İlk sözü alan öğrencisi Uğurtan Atakan, Sabahattin Kudret Aksal'ın yüzlerce öğrenci yetiştirdiğini, bu öğrencilerin şimdi emeklilik dönemini yaşadığını, 60'lı ve 70'li yılların öğrencileri olarak bugüne kadar hakkında olumsuz tek bir söz duymadıklarını, daima saygıyla ve içtenlikle aldıklarını söyledi.
Turgay Kantürk, Sabahattin Kudret Aksal'in Kadıköy duygusu yüksek biri olduğunu, emekli olduktan sonra Kadıköy'de yaşadığını, haftanın en az iki günü kendisiyle buluşup görüştüklerini, ölümünden sonra cesaret edip buraya gelemediğini, bu nedenle üzgün olduğunu, ölüm haberini ise askerdeyken aldığını, Sabahattin Kudret Aksal'ın öğrencisi olmadığını ancak ondan çok şey öğrendiğini belirtti.
Adil İzci, Sabahattin Kudret Aksal'ın ailesinin Balkan göçmeni olduğunu, Balkan Savaşı çıkınca Beşiktaş'a yerleştiklerini, eşi Münire Hanım'la evlendikten sonra Kadikoy'de yaşadığını, konservatuardan sonra Mimar Sinan Güzel Sanatlar Fakültesinde estetik hocalığı yaptığını, 19 Nisan 1993 tarihinde vefat ettiğini, 21 Nisan'da toprağa verdiklerini, onu son kez gören kişinin kendisi olduğunu, toprağa verilmeden önce elini öptüğünü, başucundaki yazının kendi şiiri olduğunu ifade ederek sözlerini, "Sabahattin Bey ışıklarını yaktı, yüzünü sonsuzluğa döndü, karanlıkta duruyor" şeklinde tamamladı.
Etkinlikte bulunan diğer katılımcılar ise, Sabahattin Kudret Aksal'ın çağdaş ve yetenekli kişiliğine dikkat çekerek, yeni nesillere anlatılması gerektiğini vurguladılar.

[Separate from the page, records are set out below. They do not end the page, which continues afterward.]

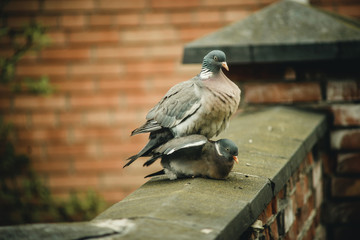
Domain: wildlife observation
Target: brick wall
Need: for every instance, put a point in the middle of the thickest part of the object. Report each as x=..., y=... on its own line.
x=110, y=62
x=294, y=213
x=332, y=87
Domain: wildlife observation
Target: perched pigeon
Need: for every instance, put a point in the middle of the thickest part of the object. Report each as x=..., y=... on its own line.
x=201, y=105
x=195, y=156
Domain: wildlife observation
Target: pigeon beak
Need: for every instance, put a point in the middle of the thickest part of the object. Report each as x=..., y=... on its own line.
x=224, y=64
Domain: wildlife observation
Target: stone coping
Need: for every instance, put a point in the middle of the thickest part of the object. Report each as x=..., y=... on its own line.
x=283, y=31
x=272, y=143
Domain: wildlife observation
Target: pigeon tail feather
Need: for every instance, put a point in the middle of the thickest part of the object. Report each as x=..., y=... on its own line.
x=149, y=126
x=151, y=160
x=156, y=139
x=161, y=172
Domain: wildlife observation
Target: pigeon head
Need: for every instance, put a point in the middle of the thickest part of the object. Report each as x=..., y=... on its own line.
x=212, y=63
x=228, y=149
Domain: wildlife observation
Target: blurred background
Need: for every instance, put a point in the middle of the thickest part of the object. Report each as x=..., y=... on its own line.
x=76, y=78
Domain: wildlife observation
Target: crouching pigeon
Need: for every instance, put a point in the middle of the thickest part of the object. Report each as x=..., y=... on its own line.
x=201, y=105
x=195, y=156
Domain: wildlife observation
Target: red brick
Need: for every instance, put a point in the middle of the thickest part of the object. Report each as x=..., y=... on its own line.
x=124, y=84
x=163, y=84
x=18, y=21
x=74, y=85
x=123, y=53
x=236, y=15
x=115, y=180
x=43, y=135
x=95, y=101
x=230, y=3
x=127, y=19
x=343, y=91
x=70, y=118
x=175, y=4
x=52, y=167
x=116, y=195
x=80, y=5
x=47, y=21
x=192, y=33
x=97, y=118
x=142, y=100
x=30, y=149
x=121, y=5
x=46, y=119
x=124, y=117
x=345, y=139
x=98, y=166
x=18, y=119
x=38, y=102
x=72, y=21
x=208, y=16
x=41, y=70
x=98, y=133
x=95, y=69
x=182, y=18
x=65, y=54
x=345, y=187
x=155, y=18
x=22, y=6
x=57, y=38
x=346, y=114
x=149, y=35
x=171, y=51
x=148, y=67
x=348, y=163
x=101, y=20
x=73, y=181
x=104, y=36
x=282, y=92
x=112, y=148
x=63, y=150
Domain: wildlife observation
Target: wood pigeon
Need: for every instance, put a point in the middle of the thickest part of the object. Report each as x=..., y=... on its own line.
x=201, y=105
x=195, y=156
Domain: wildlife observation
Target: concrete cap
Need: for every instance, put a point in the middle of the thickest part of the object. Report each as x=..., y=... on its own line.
x=284, y=31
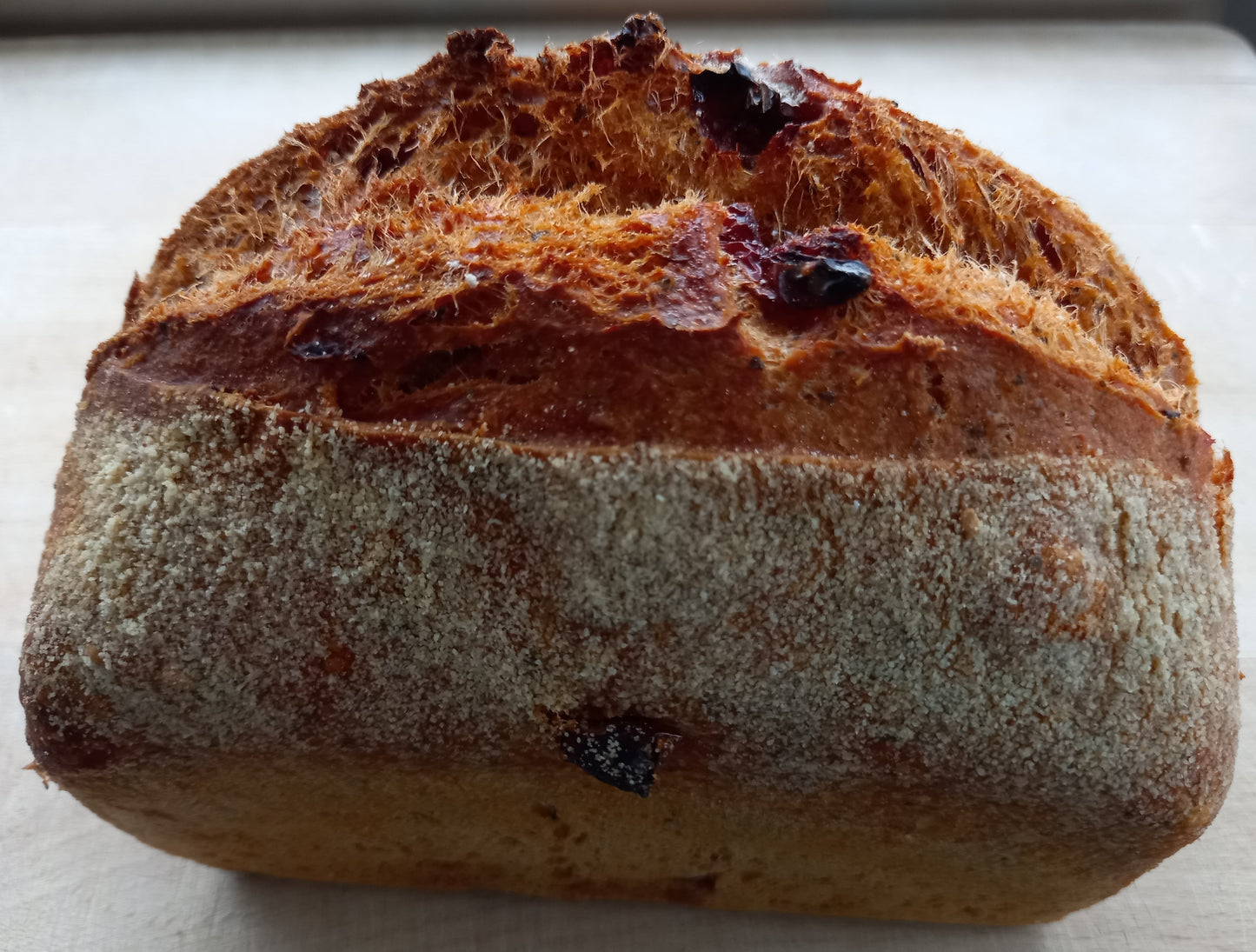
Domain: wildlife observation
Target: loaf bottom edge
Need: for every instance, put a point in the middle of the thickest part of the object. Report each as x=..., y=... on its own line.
x=861, y=849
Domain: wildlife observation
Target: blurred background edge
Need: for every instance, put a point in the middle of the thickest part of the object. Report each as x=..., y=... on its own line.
x=34, y=17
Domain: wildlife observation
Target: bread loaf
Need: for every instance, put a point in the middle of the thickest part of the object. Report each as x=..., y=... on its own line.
x=638, y=475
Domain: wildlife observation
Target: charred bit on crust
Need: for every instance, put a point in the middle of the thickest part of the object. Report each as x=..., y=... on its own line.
x=621, y=751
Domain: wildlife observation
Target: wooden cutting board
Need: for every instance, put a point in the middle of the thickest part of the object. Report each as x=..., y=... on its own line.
x=106, y=141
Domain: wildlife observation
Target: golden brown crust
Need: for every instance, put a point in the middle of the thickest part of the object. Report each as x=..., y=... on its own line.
x=550, y=416
x=880, y=850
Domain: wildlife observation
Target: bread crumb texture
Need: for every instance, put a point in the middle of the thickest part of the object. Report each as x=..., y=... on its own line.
x=1033, y=629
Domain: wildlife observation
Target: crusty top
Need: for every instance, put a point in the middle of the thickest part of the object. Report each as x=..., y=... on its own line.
x=618, y=243
x=620, y=381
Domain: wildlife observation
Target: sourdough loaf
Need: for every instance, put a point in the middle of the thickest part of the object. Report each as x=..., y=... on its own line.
x=629, y=474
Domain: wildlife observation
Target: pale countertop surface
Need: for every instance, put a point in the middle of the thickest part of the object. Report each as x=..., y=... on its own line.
x=1151, y=129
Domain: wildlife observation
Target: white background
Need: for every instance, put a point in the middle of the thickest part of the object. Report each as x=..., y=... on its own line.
x=103, y=143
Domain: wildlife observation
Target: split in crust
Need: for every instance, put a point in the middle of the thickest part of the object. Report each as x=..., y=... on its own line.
x=623, y=418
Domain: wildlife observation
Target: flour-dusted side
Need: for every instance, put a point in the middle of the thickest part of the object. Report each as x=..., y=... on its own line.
x=1032, y=629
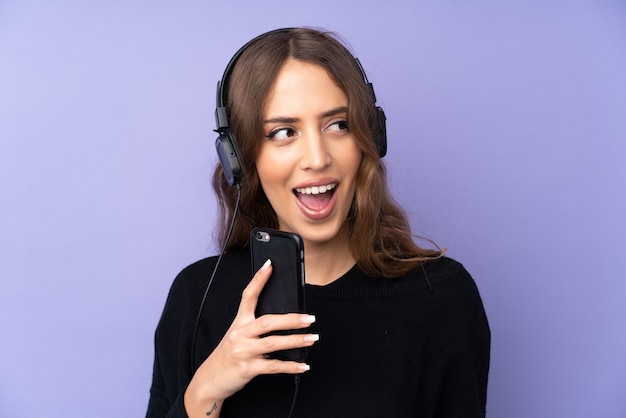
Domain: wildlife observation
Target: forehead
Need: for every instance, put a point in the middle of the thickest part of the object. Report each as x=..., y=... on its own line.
x=303, y=86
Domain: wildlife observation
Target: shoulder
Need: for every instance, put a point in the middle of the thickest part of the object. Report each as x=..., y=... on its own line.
x=190, y=284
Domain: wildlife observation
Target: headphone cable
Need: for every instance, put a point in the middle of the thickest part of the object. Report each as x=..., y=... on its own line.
x=206, y=291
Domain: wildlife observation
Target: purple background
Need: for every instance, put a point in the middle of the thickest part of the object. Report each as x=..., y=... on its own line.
x=507, y=126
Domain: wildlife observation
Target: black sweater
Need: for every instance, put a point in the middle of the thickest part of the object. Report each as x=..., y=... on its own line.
x=415, y=346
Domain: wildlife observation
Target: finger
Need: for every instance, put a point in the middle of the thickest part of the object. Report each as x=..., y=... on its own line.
x=251, y=293
x=272, y=343
x=276, y=322
x=273, y=366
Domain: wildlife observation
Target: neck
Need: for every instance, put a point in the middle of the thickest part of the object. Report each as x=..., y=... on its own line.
x=326, y=262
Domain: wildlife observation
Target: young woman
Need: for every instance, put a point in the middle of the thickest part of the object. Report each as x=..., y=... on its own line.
x=392, y=329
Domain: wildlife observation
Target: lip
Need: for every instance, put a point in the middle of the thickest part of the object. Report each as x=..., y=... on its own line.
x=317, y=182
x=324, y=212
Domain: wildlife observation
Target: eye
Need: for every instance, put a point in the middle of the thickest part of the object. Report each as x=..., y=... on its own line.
x=338, y=126
x=282, y=134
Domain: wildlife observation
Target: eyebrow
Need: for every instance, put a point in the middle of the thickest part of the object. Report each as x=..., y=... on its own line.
x=329, y=113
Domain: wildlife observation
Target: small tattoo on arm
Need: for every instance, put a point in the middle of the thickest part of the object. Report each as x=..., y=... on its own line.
x=212, y=409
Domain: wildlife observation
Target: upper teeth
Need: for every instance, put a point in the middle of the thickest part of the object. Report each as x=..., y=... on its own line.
x=316, y=189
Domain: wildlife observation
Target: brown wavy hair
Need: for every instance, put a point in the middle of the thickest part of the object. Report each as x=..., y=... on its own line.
x=380, y=238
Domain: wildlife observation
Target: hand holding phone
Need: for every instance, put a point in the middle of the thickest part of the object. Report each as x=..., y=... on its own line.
x=284, y=291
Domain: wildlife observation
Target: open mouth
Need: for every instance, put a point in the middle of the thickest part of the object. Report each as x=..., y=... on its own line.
x=316, y=197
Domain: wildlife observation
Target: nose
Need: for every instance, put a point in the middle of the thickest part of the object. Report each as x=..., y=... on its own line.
x=315, y=151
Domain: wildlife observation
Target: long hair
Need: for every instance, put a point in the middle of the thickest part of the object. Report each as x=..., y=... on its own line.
x=380, y=238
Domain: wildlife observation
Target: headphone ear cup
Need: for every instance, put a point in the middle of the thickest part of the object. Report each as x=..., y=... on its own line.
x=380, y=135
x=229, y=157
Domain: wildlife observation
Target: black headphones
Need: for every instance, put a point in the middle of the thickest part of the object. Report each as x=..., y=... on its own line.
x=226, y=144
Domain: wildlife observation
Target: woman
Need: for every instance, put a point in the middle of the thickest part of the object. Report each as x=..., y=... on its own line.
x=392, y=329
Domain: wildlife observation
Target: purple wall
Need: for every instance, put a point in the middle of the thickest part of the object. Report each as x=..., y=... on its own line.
x=507, y=124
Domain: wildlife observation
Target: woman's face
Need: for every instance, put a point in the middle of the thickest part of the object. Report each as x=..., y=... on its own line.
x=308, y=163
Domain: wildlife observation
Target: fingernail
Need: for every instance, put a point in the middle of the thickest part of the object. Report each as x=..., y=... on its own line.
x=307, y=319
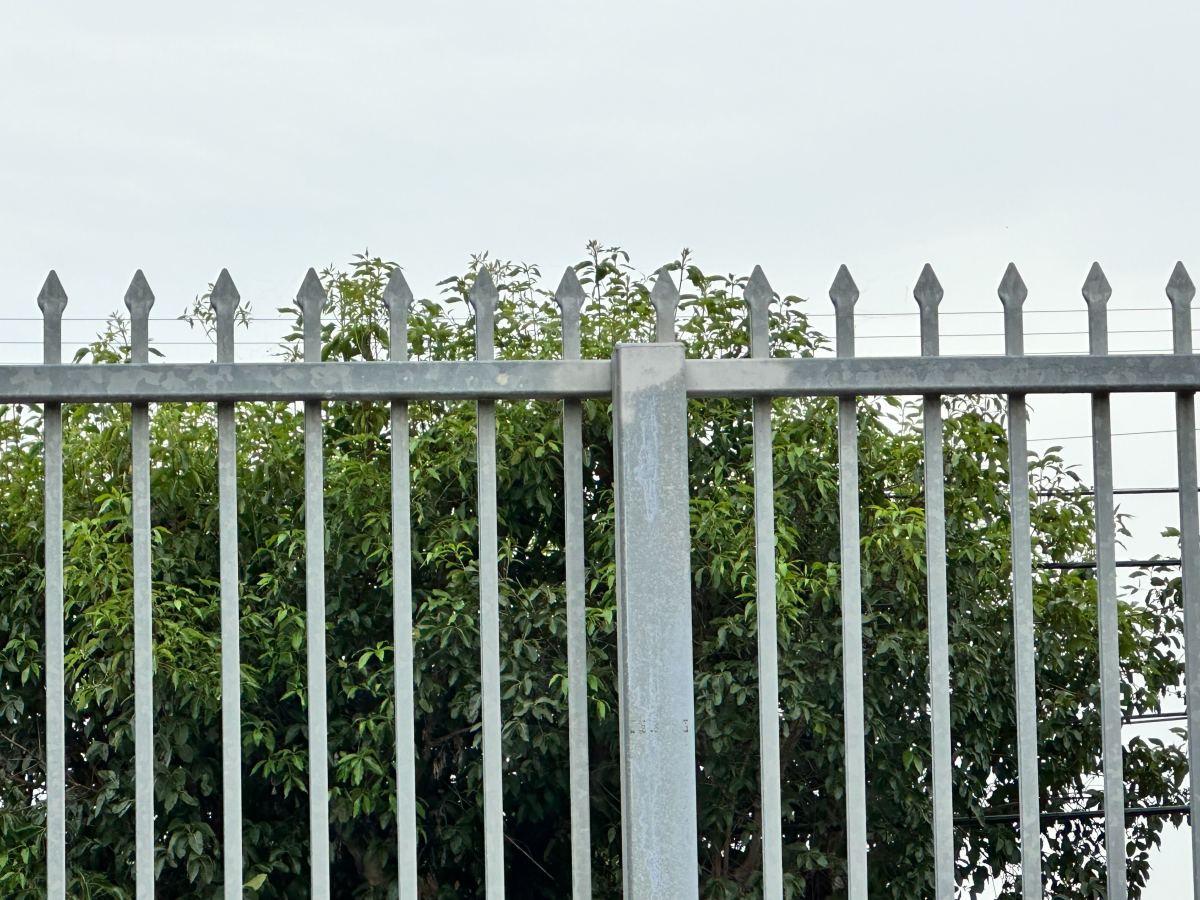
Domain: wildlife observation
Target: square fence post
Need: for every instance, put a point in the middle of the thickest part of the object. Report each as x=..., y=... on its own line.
x=658, y=747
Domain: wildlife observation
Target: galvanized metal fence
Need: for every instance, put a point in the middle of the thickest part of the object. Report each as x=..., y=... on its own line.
x=649, y=385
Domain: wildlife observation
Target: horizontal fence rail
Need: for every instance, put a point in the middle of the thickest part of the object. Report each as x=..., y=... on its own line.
x=648, y=385
x=581, y=379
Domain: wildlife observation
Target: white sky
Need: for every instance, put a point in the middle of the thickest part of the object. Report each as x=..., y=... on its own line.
x=270, y=137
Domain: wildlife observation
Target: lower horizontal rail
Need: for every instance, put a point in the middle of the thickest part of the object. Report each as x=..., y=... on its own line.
x=558, y=379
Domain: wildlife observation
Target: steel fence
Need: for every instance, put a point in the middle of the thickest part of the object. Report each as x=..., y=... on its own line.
x=649, y=385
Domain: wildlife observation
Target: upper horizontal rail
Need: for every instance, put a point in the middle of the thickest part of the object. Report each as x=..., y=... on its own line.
x=557, y=379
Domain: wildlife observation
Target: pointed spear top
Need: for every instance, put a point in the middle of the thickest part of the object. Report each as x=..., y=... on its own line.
x=569, y=294
x=1097, y=289
x=663, y=293
x=1180, y=289
x=52, y=299
x=929, y=289
x=139, y=298
x=665, y=299
x=311, y=293
x=225, y=297
x=757, y=291
x=1012, y=288
x=483, y=293
x=396, y=294
x=844, y=292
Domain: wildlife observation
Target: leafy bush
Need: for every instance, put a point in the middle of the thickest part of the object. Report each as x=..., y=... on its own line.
x=533, y=621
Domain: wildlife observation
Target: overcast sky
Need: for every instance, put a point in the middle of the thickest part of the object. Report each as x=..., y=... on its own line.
x=269, y=137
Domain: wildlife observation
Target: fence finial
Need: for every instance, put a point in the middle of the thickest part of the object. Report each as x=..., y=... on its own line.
x=138, y=300
x=311, y=298
x=399, y=298
x=570, y=299
x=138, y=297
x=225, y=299
x=665, y=298
x=484, y=299
x=52, y=299
x=1097, y=289
x=1180, y=289
x=759, y=294
x=929, y=294
x=1012, y=288
x=844, y=293
x=1097, y=292
x=1012, y=292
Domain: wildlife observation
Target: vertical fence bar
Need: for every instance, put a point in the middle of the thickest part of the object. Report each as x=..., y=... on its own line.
x=1012, y=295
x=400, y=299
x=844, y=294
x=1097, y=293
x=929, y=294
x=1180, y=291
x=225, y=299
x=138, y=299
x=312, y=300
x=484, y=299
x=658, y=760
x=570, y=300
x=759, y=295
x=53, y=300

Bu arada Uğurtan Atakan, Sabahattin Kudret Aksal ile aralarında geçen ve sonradan söylence haline gelen bir diyaloğu anlattı: " 1979 yılı Şubat ayı, lodos var. Vapur, Kadıköy'den Karaköy'e geçecek. Yanımda iki bayan arkadaş var. Ben, Sabahattin Bey'in öğrencisi olduğum için bulutların üzerinde gibiyim. Sabahattin Bey vapurdan inerken bana, 'Uğurtancım nereye gidiyorsun?' diye sordu. O tarihlerde öztürkçe modası yaygın. Yanımdaki kızlara hava atacağım. 'Hocam ereklerime gidiyorum, ereklerime' dedim. Sonra da sordum, 'Hocam siz nereye gidiyorsunuz?' Hocamız, 'Ben de Beşiktaş'a gidiyorum...' karşılığını verdi."
Anma etkinliği, Sabahattin Kudret Aksal'ın şiirlerinin okunmasıyla son buldu.